Ringfort (Rath), Shanbally, Co. Galway
Co. Galway |
Ringforts
On a low hill in County Galway, a shallow depression that looks, at first glance, like nothing more than a farm track turns out to be the surviving edge of a structure that once marked someone's home, territory, or status in early medieval Ireland.
The hill is recorded on the older Ordnance Survey six-inch maps under the name Knockadoon, and it is here, in ordinary pastureland, that a ringfort of the type known as a rath quietly persists, much reduced from whatever it once was.

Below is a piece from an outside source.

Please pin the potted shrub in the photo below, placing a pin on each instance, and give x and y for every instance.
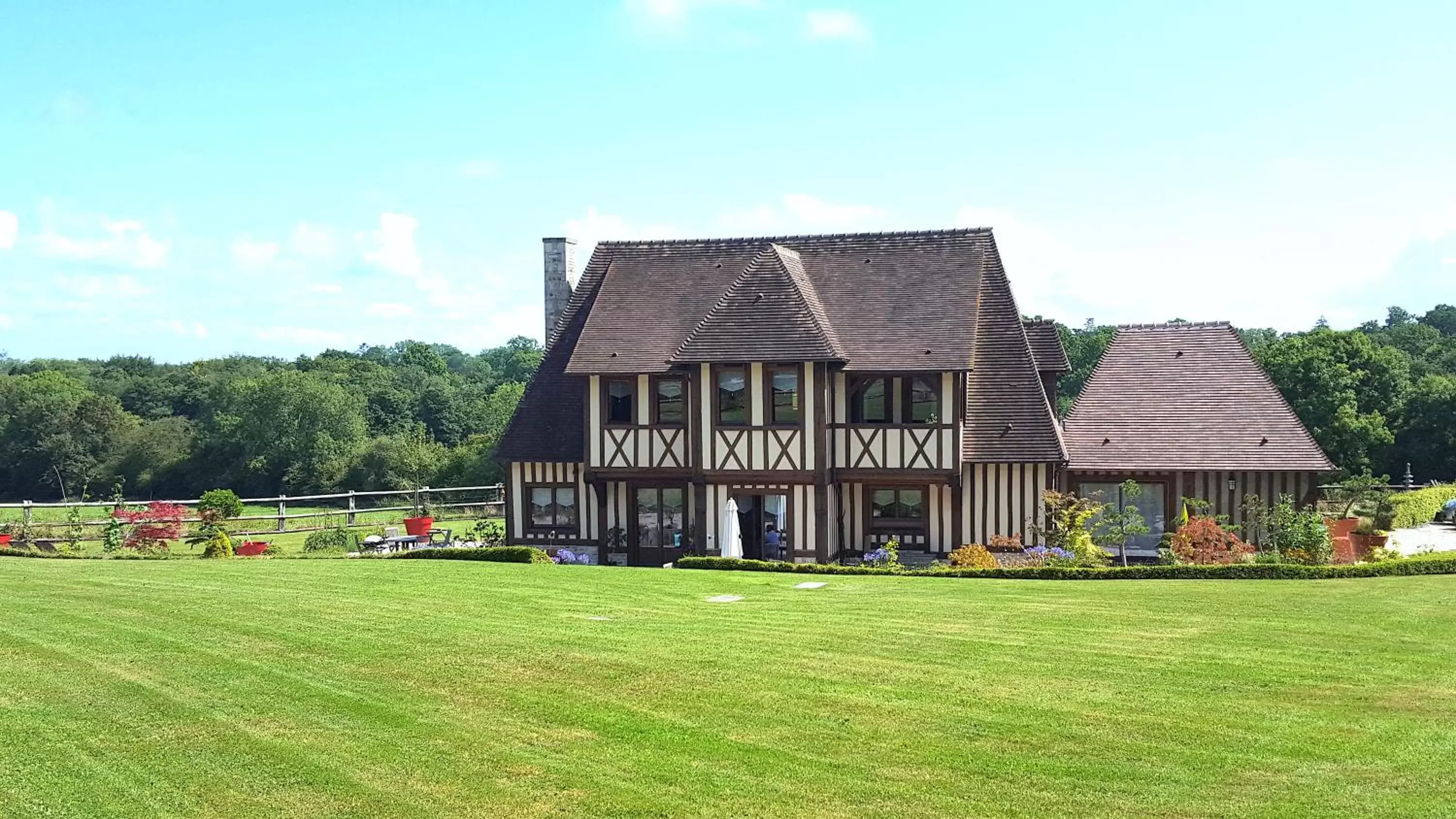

A rath is an enclosure, typically circular or roughly so, defined by an earthen bank and an outer ditch, used in early medieval Ireland as a farmstead or the residence of a person of some local standing. The example at Shanbally is subcircular in plan, measuring roughly 23 metres north to south and 20 metres east to west, dimensions that place it within the smaller end of the rath spectrum. What defined it, a scarp on the inner edge and an external fosse or ditch on the outer, has not fared well over the centuries. The fosse is now being used as a trackway running from the north-east around to the south, a practical piece of agricultural repurposing that has done little for the monument's legibility. A gap of about 3.5 metres in the south-east arc may represent the original entrance, though time and use have made certainty difficult.